Lebih rinci, masyarakat yang perlu dibantu pemerintah tersebut digolongkan lagi menjadi kelompok yang berpenghasilan tetap dan yang tidak berpenghasilan tetap. Meski subsidi perumahan diperuntukkan bagi semua kelompok, toh yang banyak mendapatkan adalah mereka yang berpenghasilan tetap. Sebab, bank penyalur subsidi lebih memilih mereka yang bankable.
Angka kekurangan rumah, berdasarkan kepemilikan di Indonesia tahun 2018, mencapai 17 persen atau sekitar 11,5 juta unit.
Meski demikian, mendapat subsidi perumahan bukan lantas menyelesaikan permasalahan. Lokasi rumah yang terpencil justru menambah ongkos transportasi. Angka kekurangan rumah berkurang, tetapi masalah lain muncul. Sementara mereka yang tidak mampu mengakses subsidi tinggal di rumah yang seadanya yang sebenarnya tidak layak huni.
Dalam Kongres Perumahan Rakyat Sehat di Bandung, 25-30 Agustus 1950, disebutkan, ”Rakyat berhak untuk mendapatkan perumahan dan itu dapat terwujud dengan baik apabila ada itikad baik dari semua pihak.”
Rumah adalah hajat hidup orang banyak sekaligus melibatkan berbagai pihak. Penyediaan rumah bagi rakyat tidak dapat hanya dilakukan dari satu sisi, hanya di hulu atau hilir.
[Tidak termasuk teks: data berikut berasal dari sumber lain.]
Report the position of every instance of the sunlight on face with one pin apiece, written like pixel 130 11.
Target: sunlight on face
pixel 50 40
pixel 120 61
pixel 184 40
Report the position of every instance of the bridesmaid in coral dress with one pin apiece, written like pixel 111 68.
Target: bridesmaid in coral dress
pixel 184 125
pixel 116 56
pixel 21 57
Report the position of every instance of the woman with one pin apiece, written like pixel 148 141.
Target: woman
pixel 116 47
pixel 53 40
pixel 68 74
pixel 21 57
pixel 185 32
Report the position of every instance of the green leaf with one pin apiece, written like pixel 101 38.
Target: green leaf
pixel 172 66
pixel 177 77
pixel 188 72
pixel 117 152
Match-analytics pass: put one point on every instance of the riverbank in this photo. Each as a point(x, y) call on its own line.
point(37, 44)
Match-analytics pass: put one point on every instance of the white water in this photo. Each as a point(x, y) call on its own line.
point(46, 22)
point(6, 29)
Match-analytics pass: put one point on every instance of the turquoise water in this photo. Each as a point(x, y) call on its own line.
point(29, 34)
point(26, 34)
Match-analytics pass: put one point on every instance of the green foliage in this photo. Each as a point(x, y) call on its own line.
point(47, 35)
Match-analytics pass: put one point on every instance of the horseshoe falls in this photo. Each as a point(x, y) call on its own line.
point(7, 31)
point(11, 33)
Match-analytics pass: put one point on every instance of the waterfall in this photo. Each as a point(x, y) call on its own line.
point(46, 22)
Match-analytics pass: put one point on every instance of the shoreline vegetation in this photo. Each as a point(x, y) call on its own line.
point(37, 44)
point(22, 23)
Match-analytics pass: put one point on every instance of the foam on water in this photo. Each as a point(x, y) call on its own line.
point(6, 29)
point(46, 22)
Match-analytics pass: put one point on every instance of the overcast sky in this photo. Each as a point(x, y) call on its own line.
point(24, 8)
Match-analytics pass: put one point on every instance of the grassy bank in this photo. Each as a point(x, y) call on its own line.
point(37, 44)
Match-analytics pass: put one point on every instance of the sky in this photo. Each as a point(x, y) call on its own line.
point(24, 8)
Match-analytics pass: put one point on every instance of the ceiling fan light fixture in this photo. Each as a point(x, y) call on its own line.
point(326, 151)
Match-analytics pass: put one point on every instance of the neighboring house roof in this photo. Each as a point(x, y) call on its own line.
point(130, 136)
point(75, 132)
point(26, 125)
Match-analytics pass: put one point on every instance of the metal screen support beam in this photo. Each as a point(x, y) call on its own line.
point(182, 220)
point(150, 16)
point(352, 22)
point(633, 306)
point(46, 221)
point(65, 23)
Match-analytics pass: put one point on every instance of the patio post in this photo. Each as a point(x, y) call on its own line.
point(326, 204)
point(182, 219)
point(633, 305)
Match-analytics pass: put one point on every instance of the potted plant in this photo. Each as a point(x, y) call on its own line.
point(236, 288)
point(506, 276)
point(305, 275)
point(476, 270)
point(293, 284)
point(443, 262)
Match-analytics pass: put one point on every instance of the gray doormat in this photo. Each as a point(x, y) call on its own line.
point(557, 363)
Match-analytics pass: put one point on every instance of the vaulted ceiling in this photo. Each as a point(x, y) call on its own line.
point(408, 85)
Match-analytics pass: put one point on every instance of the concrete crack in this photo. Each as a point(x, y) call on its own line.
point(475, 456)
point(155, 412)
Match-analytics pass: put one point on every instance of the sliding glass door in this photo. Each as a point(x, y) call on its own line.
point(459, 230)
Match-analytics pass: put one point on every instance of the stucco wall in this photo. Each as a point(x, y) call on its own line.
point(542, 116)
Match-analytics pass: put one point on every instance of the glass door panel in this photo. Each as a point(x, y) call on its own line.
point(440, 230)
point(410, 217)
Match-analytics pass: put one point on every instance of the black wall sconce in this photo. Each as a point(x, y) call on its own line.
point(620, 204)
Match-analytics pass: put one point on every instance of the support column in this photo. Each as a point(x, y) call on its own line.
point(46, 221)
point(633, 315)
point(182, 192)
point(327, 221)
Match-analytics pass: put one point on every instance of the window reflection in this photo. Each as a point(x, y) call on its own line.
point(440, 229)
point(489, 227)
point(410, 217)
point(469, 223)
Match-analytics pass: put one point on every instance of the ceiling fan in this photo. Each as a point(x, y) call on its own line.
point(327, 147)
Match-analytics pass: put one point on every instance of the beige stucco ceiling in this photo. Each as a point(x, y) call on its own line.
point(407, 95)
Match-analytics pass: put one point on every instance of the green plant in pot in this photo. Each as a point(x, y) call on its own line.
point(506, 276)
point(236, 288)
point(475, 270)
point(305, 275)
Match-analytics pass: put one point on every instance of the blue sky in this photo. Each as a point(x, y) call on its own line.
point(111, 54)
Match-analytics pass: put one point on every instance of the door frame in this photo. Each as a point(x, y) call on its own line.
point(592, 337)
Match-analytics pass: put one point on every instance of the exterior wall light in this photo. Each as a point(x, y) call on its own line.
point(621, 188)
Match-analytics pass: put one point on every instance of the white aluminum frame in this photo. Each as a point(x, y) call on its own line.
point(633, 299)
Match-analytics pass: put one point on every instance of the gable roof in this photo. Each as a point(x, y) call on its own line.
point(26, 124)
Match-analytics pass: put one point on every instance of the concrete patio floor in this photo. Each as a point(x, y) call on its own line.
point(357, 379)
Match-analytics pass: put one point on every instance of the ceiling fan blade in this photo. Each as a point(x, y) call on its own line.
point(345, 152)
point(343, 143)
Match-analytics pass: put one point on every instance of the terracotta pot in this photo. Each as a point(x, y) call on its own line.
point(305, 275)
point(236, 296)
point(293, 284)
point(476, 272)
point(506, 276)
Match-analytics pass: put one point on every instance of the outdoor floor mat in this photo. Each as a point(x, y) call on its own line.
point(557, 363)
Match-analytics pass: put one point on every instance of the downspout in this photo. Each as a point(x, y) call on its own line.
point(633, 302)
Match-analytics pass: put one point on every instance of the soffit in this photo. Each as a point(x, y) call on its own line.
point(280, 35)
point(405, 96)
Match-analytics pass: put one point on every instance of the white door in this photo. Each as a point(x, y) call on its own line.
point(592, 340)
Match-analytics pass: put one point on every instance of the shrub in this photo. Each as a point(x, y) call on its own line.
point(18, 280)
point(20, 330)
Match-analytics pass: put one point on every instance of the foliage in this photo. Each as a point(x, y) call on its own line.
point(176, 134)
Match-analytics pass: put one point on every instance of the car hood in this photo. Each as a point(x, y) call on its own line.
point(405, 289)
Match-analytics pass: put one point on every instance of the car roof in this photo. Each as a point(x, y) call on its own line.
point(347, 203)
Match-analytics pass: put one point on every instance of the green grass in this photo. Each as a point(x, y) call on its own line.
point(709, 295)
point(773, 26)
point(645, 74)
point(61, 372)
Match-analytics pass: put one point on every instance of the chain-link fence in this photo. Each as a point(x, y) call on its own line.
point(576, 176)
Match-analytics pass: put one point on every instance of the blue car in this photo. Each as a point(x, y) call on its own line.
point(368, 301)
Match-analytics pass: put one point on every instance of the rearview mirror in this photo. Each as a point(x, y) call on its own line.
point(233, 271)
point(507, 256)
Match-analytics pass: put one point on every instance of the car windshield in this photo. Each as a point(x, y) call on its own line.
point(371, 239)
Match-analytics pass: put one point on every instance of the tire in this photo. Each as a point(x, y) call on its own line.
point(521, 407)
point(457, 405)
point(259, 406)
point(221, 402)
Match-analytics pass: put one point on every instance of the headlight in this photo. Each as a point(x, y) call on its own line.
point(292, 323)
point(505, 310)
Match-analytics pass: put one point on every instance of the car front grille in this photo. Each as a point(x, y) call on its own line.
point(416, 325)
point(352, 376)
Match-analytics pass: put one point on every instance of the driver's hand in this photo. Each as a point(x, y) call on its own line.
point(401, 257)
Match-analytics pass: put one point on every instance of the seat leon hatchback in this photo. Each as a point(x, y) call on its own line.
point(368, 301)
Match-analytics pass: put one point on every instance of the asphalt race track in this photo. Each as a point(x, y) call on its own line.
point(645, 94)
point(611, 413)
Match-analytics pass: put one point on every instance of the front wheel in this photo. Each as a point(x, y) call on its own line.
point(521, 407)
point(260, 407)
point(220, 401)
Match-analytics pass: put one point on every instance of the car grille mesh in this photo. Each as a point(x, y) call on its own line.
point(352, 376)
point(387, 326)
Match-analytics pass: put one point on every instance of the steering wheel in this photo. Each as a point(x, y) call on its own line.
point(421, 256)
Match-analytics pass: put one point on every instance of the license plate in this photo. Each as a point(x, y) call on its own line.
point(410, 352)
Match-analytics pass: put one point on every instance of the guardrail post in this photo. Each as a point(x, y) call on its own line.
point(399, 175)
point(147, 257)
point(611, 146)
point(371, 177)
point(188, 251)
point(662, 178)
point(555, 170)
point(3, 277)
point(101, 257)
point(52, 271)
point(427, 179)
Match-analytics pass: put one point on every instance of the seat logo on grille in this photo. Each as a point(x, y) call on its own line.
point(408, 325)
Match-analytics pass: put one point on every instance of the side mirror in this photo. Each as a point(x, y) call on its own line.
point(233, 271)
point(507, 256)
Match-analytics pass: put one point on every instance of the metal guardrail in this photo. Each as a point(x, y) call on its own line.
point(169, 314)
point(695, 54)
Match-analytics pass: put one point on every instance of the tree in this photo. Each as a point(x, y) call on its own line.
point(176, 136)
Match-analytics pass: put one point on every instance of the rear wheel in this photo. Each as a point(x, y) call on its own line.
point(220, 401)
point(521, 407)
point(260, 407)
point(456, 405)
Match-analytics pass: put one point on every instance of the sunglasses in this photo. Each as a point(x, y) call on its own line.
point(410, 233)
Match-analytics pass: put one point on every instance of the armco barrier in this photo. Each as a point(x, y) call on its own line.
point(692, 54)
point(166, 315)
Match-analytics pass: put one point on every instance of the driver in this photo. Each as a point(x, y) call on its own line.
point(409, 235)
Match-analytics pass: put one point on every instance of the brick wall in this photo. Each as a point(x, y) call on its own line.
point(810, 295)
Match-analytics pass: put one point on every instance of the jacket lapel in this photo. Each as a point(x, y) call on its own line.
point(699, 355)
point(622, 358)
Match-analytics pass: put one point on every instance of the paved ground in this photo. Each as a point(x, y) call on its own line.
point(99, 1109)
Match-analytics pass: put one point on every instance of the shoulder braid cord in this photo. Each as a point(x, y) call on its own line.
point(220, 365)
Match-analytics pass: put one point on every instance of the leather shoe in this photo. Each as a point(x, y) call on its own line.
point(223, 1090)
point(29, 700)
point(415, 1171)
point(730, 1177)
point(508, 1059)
Di tengah sistem penyediaan rumah yang lebih banyak diserahkan ke mekanisme pasar, pemerintah mesti memastikan jangan sampai ada yang tertinggal di belakang.
Dengan kewenangannya, hal itu sangat dimungkinkan. Hanya tinggal kemauan pemerintah untuk mengintegrasikan kapasitas yang selama ini masih tersebar. Modalnya sudah ada, yakni semangat masyarakat untuk berdikari melalui konsep rumah tumbuhnya.